In the design of the route establishing process, the nodes in the ad hoc network periodically broadcast the route message, the content of the route message is a main path from the local node to other nodes in the network, and the other nodes update the route information according to the received route broadcast message. As shown in fig. 5:

step1, after node1 node sends broadcast routing message sop, after each node in the network receives sop message, traverse all path information from node1 to each destination node in the message, and check whether the routing information of each destination node exists in the local node routing table, if yes, execute Step2, if not, execute Step 4.

And Step2, analyzing and judging whether the routing information from the local routing table to each destination node contains the path information from the node1 to the destination node in the sop message, if so, analyzing whether the next hop node contains other neighbor nodes, and if so, executing Step 3. Otherwise, step4 is executed.

And Step3, calculating the path quality of each path according to the path information contained in the route sop message of the neighbor node.

And Step4, storing the path information from the node1 to the destination node in the sop message into a local node path group, and calculating the path quality of each path.

And Step5, calculating the queuing time delay of each path in the local routing table, and then generating the path weight of each path, wherein the path with the maximum weight value is taken as the main path, and the rest paths are taken as backup paths.

And Step6, the network transmits the information of the main path from the local node to each destination node to the MAC layer, and returns to Step1 to continue.
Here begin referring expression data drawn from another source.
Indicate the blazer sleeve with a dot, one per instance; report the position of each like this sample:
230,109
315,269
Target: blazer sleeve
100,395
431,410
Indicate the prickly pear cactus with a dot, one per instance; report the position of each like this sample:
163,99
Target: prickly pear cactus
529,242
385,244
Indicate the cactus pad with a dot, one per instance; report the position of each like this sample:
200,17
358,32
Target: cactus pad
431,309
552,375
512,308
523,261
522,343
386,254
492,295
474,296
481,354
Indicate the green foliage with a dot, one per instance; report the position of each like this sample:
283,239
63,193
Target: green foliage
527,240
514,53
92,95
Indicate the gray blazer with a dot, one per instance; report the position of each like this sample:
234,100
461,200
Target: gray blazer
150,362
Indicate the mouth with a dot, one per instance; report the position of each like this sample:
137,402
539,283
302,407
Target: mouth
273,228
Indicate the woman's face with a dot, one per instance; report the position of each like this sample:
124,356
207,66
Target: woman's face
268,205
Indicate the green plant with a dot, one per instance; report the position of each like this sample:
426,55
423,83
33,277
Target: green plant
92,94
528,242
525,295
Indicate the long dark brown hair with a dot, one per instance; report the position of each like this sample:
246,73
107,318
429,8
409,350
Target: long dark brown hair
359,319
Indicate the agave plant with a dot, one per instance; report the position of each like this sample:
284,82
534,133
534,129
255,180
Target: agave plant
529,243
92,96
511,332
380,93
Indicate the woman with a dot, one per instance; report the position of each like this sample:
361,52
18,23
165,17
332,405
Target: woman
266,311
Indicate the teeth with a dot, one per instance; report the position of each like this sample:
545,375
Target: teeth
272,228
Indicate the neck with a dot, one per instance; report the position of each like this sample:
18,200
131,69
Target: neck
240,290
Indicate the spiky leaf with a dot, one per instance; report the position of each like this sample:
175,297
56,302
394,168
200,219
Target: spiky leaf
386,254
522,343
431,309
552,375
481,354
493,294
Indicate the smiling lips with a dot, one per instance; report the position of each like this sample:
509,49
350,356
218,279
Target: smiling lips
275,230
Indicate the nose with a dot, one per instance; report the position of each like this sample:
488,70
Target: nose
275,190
The path quality refers to the minimum value of link quality in all links from the local node to the destination node.

The path queuing delay refers to the sum of queuing delays of all intermediate nodes in a link from a local node to a destination node. Further, the route maintenance process is designed to mainly implement two functions, respectively: sensing the stability of the route and reasonably switching the route.

The method comprises the following steps that the stability perception of the route can perceive the quality of the route in the next period according to the quality and the state change of the route, and can make quick and effective topology adjustment, and the method comprises the following specific steps:

step1, the MAC layer analyzes whether the link quality is in a rising or falling trend according to the link quality from the node to the neighbor node in the last l recorded statistical cycles, and if the trend is in a falling trend, the reasonable switching processing of the route is carried out; otherwise, recording the link quality of the period.

Step2 according to the formula

(equation 1-1) predicts the quality of the next periodic link. Wherein is alpha_lIs a predictor of the current period, Q_lIs the link quality for the current period of time,

is the last l statisticsLink average quality over a period. Predictor-_lThe calculation formula of (a) is as follows:

and Step3, judging whether the value is smaller than the threshold value of the link quality according to the link quality value of the next cycle generated by calculation, if so, performing reasonable switching processing of the route, otherwise, turning to Step 1.

The routing is switched reasonably, and if the routing quality of the next period is sensed to be low, the routing can be switched to a backup path with high path quality. If there is no suitable backup path, local adjustment of the route is required:

and Step1, judging whether a proper backup path exists in the path group by inquiring the local routing table, and if so, switching and executing the backup path.

Step2: the original primary path information in the routing table is deleted, the selected backup path information is filled in the routing table, and the flow goes to step 6.

And Step3, the node1 node broadcasts the REQ message to the neighbor node and judges whether a REP response message is received in a certain period. If there is a REP reply message, step4 is executed, otherwise step5 is executed.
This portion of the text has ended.